‘Ndrangheta, i sindaci del reggino: “è allarme vacche sacre”

‘Ndrangheta, i sindaci del reggino: “è allarme vacche sacre. Presenza bovini vaganti mette in pericolo incolumità pubblica”

vacche sacre“E’ diventata ormai insostenibile la situazione creatasi nella Piana di Gioia Tauro per la presenza sempre più massiccia di intere mandrie di bovini vaganti.

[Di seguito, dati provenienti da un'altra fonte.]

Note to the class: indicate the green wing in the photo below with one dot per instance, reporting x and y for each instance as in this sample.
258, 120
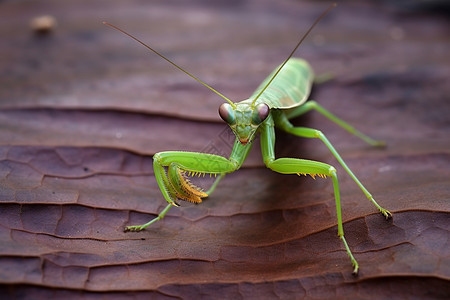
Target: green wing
290, 88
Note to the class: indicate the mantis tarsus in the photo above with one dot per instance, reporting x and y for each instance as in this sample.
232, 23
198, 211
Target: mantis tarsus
281, 96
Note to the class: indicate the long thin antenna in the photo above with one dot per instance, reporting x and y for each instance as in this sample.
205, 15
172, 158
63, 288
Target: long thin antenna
171, 62
333, 5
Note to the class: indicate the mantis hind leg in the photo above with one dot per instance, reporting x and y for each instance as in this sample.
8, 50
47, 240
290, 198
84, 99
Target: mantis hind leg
314, 168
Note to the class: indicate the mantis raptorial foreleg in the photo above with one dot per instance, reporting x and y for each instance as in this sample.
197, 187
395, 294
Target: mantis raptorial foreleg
304, 167
284, 124
174, 183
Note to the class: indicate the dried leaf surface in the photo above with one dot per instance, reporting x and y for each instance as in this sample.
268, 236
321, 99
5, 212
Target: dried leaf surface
84, 109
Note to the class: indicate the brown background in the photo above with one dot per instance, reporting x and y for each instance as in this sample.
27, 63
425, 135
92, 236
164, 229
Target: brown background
83, 110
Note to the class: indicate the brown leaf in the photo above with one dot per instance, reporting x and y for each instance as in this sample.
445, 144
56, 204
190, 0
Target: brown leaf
83, 109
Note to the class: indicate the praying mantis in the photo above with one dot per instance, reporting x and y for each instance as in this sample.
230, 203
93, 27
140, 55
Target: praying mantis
280, 97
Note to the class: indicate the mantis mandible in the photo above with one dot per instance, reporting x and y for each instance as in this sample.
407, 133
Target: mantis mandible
280, 97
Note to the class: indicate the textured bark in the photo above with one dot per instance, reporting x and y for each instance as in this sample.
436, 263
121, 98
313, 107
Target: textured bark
83, 109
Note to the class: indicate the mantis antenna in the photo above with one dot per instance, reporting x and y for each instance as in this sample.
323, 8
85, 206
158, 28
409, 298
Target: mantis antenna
333, 5
169, 61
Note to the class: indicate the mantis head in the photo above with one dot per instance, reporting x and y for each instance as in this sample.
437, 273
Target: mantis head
244, 119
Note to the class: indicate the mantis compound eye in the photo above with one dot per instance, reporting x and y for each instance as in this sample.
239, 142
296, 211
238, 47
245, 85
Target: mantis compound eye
260, 113
226, 112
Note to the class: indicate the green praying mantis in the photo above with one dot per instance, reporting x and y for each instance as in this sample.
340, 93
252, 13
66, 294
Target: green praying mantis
280, 97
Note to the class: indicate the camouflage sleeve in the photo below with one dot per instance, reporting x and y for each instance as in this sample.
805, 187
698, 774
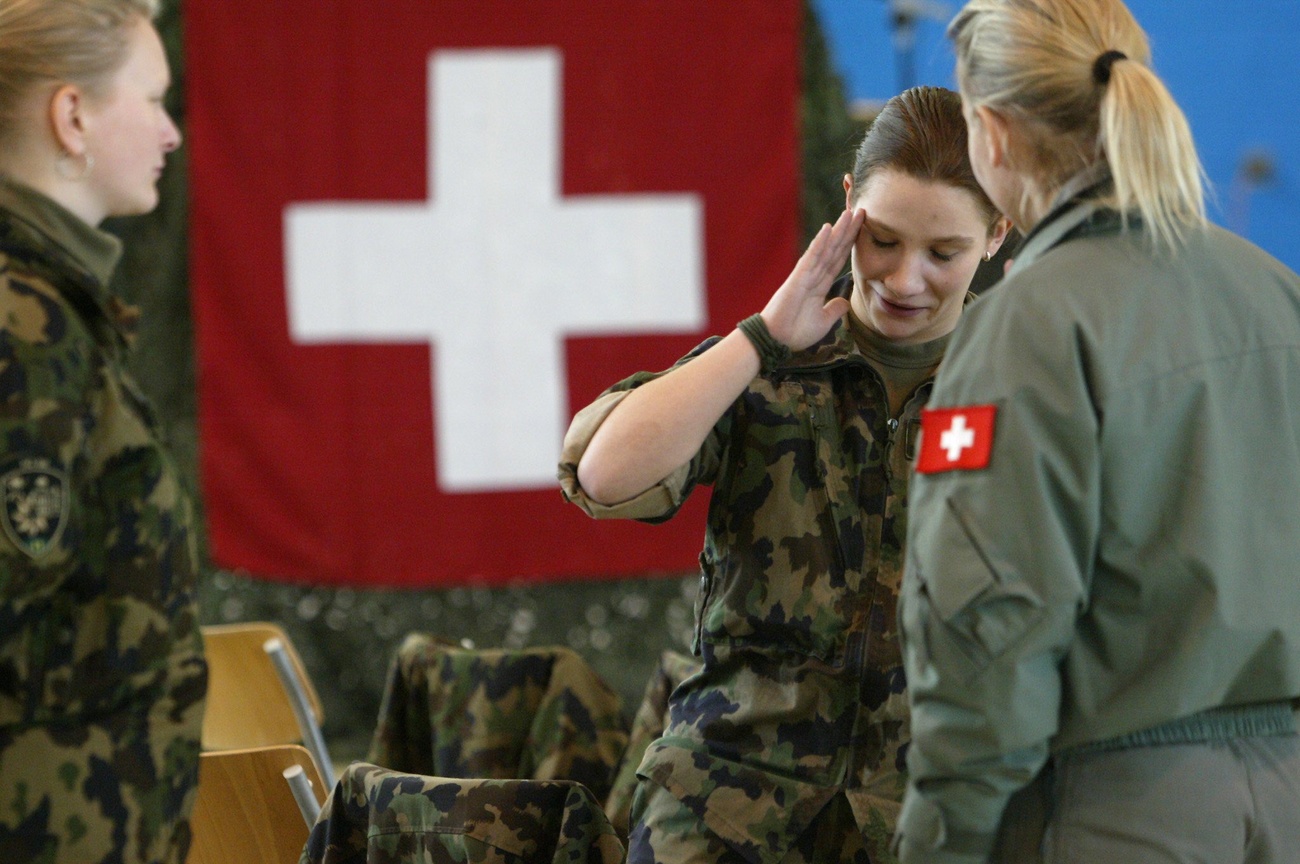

Un problema che si sta ampliando creando gravi pericoli per la pubblica incolumità, enormi danni alla locale economia agricola e un forte indebolimento della presenza dello Stato in queste realtà territoriali”. E’ quanto denunciano i sindaci dei comuni che fanno parte dell’associazione Città degli Ulivi in relazione al fenomeno cosiddetto delle “vacche sacre”, bovini di proprietà di affiliati alla ‘ndrangheta che vengono lasciati liberi su strade e terreni agricoli privati, con conseguente pericolo per la circolazione stradale e ferroviaria e danni ingenti per la colture agricole. “E’ sempre crescente – è detto in un comunicato – il numero degli incidenti provocati dal transito, in arterie densamente percorse come anche in strade dell’abitato, da questi animali peraltro di taglia molto imponente. Uno stato di cose che provoca notevole preoccupazione e un rilevante allarme sociale nelle comunità interessate dal fenomeno, le quali percepiscono l’inadeguatezza delle modalità con le quali si sta affrontando la questione. Le soluzioni fin qui adottate si sono dimostrate insufficienti a risolvere un problema che ormai si trascina da diversi decenni, con interventi sempre sporadici e forse anche per questo poco efficaci per debellare il fenomeno”. I sindaci dei Comuni della Piana di Gioia Tauro (Cittanova, Taurianova, Palmi, Rosarno, Polistena, Galatro, Seminara, Molochio, Melicucco, Cinquefrondi, Oppido Mamertina, Sangiorgio Morgeto, Scido, Giffone, San Procopio, Melicuccà, Varapodio, Serrata, Terranova Sappo Minulio e Sinopoli) “ritengono che questa problematica debba essere assunta come prioritaria nell’agenda degli organi istituzionali preposti a garantire e tutelare la sicurezza dei cittadini. In questa direzione le singole Amministrazioni confermano la piena disponibilità a proseguire in tutte le possibili forme di collaborazione per rimuovere le criticità determinate da questo devastante fenomeno, che mina le condizioni di civile convivenza alle quali avrebbero diritto anche i cittadini della Piana”.